The light really caught it. Begonia grandis subsp. evansiana ‘Claret Jug’ shines out from the image with the ruby-red leaf backing picking up the light. It is such an easy plant. Although often described as hardy, I wouldn’t risk it even in our often mild, wet winters. I grow it in a massive pot, partly filled with polystyrene chips to reduce the weight, and I just lug it into a covered, but open space in November, keep it pretty dry, and then start watering in March under cover. I drag it out in April and the rest is all done without my help, though I do a weekly feed from about May onwards. I am not really a begonia flower person, so the pink flowers are not my thing, but they are small and the leaves are the main act. Tons of tiny bulbils get scattered and so you will have this plant forever, and keep your friends supplied if you just pot them up in the autumn.

I have often raved about Verbena bonariensis. I love it for it’s attractiveness to butterflies and other insects, for it’s abundant self-seeding (which can also be a pain), but mostly for the electric quality of the flowers. In low light, it’s as if it’s wired to the mains.
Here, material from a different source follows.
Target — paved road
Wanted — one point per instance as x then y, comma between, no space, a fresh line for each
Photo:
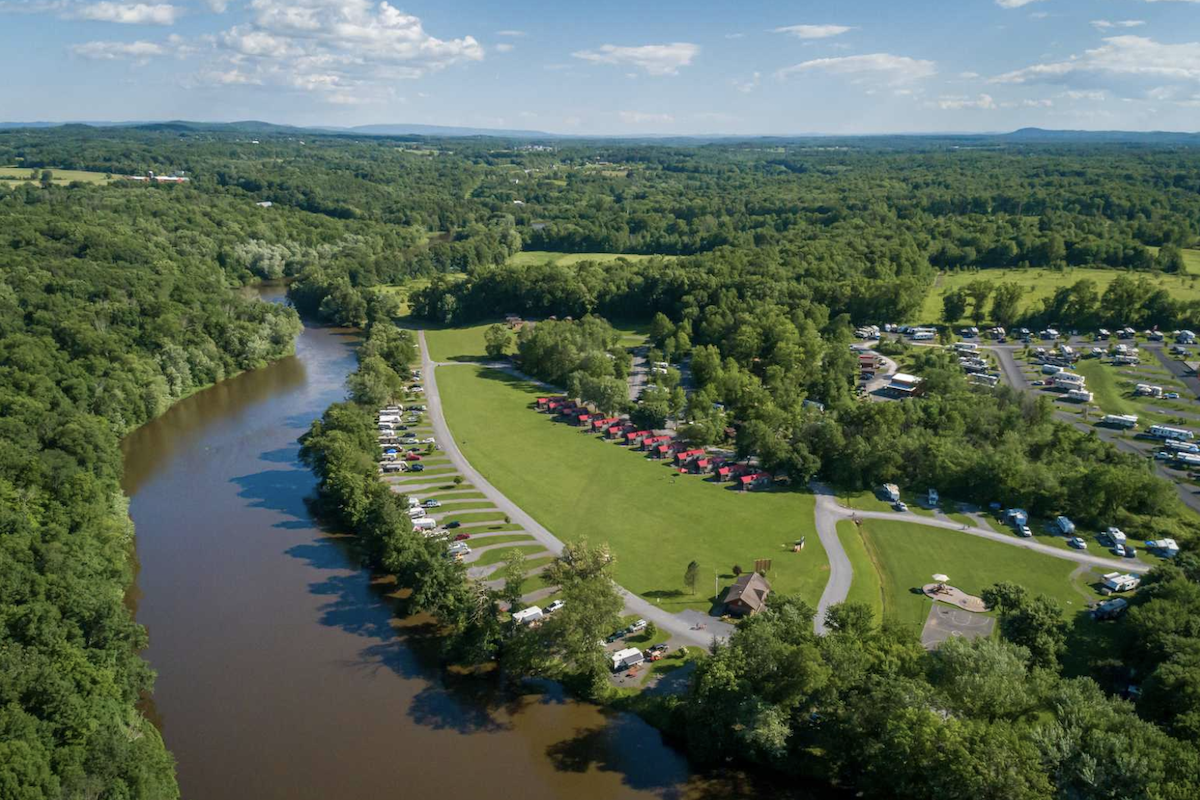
679,627
841,573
This is a new view. I am looking back towards the back of the house, across the top of my only-planted-this-year-from-seed-grown-last-year area. This area has toiled a bit in it’s first year, finding the spring very cold, the summer very dry and the wind very debilitating. But, I think it will make it, although this year will be a bit of a damp squib. These Liatris spicata bulbs, bought from Aldi for 60 bulbs at E3, a total bargain, have done a great job in providing some points of punctuation where flowering, as I hoped, has not quite materialised. I don’t find Liatris a reliable returner year on year, I probably lose about 50% of them over a wet winter, but, they are so cheap and dependable, that I am still a great fan. In the US, where they are native plants, they are often called ‘Blazing Star’- you can see why, something of the electric about them too.

This is a new view as far as the further away view is concerned. In the foreground, is a reliable and terrific Pennisetum alopecuroides which I bought ages ago, put in the wrong place, replanted and now it adores where it is. Slightly flattened by dryness, it is a gentle punctuation point at the end of the promontory bed. It may be the variety, ‘Hameln’ but I can’t remember after all this time. ‘Hameln’ is supposed to be the hardiest of the varieties and so it may well be that. The thing with Pennisetum is that nothing seems to be happening in the growth department until really late in Spring, then up it pops, so it’s important not to poke it and panic. The other main new-this-year-area is encircling the olive tree, and I have planted, though you can’t see it, another Pennisetum, Pennisetum alopecuroides f. viridescens. I couldn’t resist the idea of dark-charcoal-purple-black flowerheads meeting, almost head-on in a Pennsietum-off, the older Pennisetum you see above in the photograph.

This is a new view to me. The foreground is of the new area encircling the olive, this year planted with, a great success in our dry summer, Cosmos bipinnatus ‘Xanthos’ has been sterling. It might even win me over to annuals. But the real feature of the view is the borrowed landscape. It is the dark green of the ornamental cherry tree, actually growing in a commune space, over our wall, which brings the Stipa gigantea to life. Without it as a backdrop, you would hardly see the delicate, golden flowerheads of the Stipa. Thank you, Tostat.

And this is a view that I nearly rejected. Then I thought, ‘hang on, it’s different’ and so it stays. Looking back across the grass towards the old privvy door, what you actually see is how comfortable the Hydrangea arboresecens ‘Annabelle’ is with its’ big, creamy flowers still looking good against the big leaves of Telekia speciosa. And further along to the left, you can imagine though not quite see, the now-pinky flowerheads of Hydrangea paniculata filling in the space.
So dry and thirsty, but not yet down and out. By contrast, the Valle d’Aran looked bewitchingly green.